Держу покерфейс, словно все это действительно случайность, и моя задача — просто выполнить поручение. Но ее пристальный взгляд говорит о том, что она не так легко купится на эту игру.

— Правда? — она смотрит на меня своими невероятно красивыми орехового цвета глазами, в которых читается смесь сомнения и интереса.

И я, как дурак, залипаю, разглядывая ее радужку, как будто впервые вижу. Свет падает так, что оттенки в ее глазах кажутся еще глубже, сложнее. Все вокруг на мгновение исчезает, и я теряю нить разговора, ловя себя на том, что не могу оторвать взгляда.

Алена тоже замерла, как косуля в свете фар. Не шевелится, кажется, даже почти не дышит. В ее глазах мелькает что-то, чего я не могу сразу распознать — настороженность, страх или просто растерянность. Боится меня, что ли?

Мы смотрим друг на друга, и время словно замерло. Проходит минута, пять или десять? Я не могу точно сказать. Все вокруг будто перестает существовать, остаемся только мы двое в этом странном, напряженном молчании.

Тук-тук-тук.

Кто-то стучит в окно машины, и мы оба мгновенно возвращаемся в реальность. Опускаю окно, и перед нами возникает раздраженный дедушка.

— Молодые люди, вы тут проезд перегородили. Отъезжайте, некогда тут стоять и вас ждать, — бурчит он, жестикулируя, явно недовольный тем, что вынужден тратить время на нас.

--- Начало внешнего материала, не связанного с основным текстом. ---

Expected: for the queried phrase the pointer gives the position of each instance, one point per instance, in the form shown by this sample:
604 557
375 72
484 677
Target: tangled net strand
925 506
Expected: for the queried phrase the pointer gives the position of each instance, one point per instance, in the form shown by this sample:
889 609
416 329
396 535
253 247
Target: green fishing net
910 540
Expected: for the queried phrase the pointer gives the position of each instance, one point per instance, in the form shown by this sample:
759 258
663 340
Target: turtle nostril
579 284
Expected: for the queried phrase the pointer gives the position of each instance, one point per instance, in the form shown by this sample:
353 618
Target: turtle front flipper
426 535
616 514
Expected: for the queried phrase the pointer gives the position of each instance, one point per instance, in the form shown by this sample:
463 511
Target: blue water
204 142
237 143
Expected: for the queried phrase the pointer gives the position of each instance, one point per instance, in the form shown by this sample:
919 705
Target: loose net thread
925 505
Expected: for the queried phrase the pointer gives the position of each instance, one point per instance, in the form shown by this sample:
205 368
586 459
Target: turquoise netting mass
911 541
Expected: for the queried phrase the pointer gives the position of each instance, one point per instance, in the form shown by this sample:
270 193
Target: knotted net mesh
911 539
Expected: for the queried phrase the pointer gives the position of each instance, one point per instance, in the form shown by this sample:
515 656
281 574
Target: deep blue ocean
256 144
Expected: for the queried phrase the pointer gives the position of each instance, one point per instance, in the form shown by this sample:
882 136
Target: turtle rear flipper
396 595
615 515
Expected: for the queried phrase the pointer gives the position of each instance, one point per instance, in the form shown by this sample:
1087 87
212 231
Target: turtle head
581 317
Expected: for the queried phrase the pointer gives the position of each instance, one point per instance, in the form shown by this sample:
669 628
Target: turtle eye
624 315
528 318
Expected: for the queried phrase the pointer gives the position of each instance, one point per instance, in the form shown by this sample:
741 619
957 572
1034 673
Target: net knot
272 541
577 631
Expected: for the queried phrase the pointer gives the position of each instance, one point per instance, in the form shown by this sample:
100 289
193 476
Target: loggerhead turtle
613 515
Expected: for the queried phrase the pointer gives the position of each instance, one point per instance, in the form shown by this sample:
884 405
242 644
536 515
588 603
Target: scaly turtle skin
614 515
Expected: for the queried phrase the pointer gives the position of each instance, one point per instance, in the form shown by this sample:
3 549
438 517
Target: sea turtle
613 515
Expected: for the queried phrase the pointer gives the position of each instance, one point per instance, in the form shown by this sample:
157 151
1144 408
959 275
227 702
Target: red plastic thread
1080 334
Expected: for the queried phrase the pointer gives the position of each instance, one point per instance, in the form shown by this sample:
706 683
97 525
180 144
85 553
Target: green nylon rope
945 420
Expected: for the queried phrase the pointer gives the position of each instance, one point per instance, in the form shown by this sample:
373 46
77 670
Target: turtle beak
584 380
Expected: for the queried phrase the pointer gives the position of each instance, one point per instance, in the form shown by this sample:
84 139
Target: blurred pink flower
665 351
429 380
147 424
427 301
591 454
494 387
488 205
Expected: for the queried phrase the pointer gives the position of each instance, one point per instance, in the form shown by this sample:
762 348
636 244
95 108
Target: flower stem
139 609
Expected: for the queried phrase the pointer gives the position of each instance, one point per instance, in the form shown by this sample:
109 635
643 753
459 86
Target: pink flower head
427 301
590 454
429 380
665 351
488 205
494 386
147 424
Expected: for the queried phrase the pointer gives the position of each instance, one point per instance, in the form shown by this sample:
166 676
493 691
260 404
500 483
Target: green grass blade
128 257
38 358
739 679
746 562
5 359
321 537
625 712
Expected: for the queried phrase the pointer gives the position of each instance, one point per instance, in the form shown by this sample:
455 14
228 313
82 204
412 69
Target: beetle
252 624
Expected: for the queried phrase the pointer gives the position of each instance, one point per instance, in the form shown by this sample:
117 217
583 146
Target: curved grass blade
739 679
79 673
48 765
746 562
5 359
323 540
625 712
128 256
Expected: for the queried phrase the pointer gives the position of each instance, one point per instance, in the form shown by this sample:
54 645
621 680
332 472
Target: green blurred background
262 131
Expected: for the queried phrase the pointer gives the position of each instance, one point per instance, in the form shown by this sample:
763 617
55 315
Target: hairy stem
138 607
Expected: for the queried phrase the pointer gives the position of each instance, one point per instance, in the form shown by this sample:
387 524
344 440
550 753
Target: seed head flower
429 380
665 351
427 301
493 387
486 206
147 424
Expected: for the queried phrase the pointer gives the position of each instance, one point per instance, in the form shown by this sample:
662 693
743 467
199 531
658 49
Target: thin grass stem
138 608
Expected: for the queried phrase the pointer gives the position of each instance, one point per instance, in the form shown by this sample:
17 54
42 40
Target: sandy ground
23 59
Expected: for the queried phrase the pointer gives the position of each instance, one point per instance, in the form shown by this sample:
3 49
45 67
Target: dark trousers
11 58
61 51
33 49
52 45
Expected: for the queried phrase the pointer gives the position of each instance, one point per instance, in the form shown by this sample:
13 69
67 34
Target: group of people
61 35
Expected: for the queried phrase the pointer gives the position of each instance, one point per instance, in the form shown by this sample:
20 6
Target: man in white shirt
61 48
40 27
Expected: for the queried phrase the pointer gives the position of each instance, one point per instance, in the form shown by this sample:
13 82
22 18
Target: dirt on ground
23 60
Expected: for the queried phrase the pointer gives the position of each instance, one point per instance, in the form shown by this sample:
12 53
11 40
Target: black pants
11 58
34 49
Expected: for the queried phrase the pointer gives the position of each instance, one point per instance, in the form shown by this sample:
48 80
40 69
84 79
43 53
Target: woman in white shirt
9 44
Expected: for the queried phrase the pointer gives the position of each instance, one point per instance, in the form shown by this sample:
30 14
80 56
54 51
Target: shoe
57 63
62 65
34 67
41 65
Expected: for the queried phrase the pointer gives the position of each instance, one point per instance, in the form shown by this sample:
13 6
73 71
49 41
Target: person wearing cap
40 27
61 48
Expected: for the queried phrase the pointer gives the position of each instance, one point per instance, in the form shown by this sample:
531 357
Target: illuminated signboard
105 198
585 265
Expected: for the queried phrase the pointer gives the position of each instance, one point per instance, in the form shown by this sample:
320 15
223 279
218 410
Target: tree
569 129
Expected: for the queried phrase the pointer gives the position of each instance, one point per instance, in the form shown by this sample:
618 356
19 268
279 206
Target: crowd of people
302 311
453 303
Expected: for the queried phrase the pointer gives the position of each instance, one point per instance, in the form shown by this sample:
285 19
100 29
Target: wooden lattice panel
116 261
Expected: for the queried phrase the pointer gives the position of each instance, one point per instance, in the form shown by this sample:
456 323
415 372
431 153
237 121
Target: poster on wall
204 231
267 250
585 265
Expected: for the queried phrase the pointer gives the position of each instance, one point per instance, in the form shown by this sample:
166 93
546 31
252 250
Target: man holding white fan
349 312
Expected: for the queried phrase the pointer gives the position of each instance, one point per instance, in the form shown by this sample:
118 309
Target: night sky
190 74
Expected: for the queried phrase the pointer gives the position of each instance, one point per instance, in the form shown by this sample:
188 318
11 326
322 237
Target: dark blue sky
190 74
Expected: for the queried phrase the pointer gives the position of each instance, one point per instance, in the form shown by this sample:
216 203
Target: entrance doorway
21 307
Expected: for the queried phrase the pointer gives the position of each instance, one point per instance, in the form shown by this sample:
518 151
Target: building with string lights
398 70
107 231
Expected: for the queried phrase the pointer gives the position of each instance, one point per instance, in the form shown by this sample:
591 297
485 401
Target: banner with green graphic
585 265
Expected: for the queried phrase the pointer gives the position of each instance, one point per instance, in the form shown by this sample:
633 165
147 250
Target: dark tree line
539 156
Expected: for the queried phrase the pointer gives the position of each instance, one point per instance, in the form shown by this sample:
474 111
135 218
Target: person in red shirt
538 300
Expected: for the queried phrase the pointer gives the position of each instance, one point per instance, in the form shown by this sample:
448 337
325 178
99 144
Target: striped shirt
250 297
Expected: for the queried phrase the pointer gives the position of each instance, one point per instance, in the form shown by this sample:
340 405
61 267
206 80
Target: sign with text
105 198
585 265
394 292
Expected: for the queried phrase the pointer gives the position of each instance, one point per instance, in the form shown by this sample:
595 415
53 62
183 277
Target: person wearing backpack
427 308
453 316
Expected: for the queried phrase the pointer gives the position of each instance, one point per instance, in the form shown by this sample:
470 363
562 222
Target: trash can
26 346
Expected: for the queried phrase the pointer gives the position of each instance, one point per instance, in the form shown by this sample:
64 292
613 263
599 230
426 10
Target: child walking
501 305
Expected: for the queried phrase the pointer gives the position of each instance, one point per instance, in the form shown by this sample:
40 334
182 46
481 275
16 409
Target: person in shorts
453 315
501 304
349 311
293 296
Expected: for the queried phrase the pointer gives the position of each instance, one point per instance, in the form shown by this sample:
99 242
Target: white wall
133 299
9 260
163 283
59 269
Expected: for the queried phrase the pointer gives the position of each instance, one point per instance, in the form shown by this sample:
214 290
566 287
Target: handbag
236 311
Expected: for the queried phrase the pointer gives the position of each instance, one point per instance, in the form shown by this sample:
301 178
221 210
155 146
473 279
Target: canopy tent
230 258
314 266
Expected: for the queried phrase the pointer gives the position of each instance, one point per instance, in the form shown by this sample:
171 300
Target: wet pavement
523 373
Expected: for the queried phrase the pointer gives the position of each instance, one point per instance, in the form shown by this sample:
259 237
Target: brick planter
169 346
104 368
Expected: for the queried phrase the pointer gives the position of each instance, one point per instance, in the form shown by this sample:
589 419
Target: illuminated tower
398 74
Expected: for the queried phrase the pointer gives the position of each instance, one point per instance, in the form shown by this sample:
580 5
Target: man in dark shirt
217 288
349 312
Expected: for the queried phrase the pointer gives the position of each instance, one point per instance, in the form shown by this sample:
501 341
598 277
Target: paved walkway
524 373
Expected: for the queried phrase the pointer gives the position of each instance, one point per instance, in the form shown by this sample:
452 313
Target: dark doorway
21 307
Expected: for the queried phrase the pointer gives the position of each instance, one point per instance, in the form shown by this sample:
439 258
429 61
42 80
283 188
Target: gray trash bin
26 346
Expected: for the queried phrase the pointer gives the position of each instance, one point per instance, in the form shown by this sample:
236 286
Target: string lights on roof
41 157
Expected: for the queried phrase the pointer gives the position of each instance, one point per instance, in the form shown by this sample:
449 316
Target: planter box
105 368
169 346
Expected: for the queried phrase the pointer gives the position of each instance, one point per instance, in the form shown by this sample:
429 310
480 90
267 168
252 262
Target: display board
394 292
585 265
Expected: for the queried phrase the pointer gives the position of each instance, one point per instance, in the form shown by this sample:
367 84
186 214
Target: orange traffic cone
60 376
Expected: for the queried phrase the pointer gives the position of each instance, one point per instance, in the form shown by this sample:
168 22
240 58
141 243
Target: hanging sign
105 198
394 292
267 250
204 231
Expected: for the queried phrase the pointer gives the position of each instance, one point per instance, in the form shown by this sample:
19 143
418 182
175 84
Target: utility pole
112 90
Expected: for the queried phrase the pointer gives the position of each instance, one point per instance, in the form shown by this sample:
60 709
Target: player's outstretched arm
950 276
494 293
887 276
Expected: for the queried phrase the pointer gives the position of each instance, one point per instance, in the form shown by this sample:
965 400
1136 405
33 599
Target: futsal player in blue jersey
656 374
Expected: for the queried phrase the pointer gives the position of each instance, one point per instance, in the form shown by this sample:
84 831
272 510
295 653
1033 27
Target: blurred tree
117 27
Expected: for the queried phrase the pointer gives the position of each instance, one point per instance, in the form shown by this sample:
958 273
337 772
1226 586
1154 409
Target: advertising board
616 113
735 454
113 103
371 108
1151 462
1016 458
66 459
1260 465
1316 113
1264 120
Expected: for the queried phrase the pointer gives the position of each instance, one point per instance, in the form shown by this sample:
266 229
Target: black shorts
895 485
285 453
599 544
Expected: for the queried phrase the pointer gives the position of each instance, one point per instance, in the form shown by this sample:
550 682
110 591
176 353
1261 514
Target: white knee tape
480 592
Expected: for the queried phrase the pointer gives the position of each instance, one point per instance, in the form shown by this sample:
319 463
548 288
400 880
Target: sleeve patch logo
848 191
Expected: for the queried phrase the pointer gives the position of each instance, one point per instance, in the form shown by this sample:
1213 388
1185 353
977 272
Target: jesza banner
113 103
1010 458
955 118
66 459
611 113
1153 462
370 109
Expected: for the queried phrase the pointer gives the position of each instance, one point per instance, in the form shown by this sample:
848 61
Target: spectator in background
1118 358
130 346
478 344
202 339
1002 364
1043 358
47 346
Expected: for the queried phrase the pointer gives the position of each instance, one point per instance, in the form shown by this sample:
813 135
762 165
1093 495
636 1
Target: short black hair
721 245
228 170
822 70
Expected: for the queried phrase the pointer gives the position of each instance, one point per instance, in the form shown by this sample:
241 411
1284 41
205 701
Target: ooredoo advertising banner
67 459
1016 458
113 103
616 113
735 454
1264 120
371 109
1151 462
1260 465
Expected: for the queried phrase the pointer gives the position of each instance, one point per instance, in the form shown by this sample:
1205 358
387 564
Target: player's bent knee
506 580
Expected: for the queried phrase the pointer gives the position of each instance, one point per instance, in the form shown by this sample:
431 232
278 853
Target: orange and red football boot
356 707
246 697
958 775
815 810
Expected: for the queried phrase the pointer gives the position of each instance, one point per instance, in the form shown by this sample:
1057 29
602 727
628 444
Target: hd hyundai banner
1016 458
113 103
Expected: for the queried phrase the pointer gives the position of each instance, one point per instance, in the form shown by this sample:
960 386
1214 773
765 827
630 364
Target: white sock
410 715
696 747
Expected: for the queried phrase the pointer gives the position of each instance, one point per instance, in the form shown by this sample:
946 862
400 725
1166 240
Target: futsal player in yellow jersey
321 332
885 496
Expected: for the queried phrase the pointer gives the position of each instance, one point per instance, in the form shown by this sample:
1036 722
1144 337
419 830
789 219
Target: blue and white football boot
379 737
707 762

— Минуту, — коротко отвечаю я.

Завожу мотор и выезжаю со двора.

11

Алена

— Стой! Куда мы? — хватаюсь за ручку двери, но она не поддается. — Алекс!

— Да не кипишуй ты, не съем я тебя, — он лениво поглядывает в мою сторону, как будто вся ситуация его забавляет.

— Мне в общагу надо, верни меня обратно, — складываю руки на груди, стараясь придать своему взгляду как можно больше твердости. Я не собираюсь так просто сдаваться, и Алекс это видит. Мой взгляд упирается в него с такой настойчивостью, что, казалось бы, он не сможет отмахнуться.

Но ему все нипочем. Лишь улыбается уголком губ, и я невольно замечаю, насколько он чертовски сексуален в этой своей настойчивости. Наверное, это его фирменная улыбочка, та самая, после которой у девушек отпадают все вопросы и возражения. “Вези меня, Алекс, куда хочешь! Я вся твоя!”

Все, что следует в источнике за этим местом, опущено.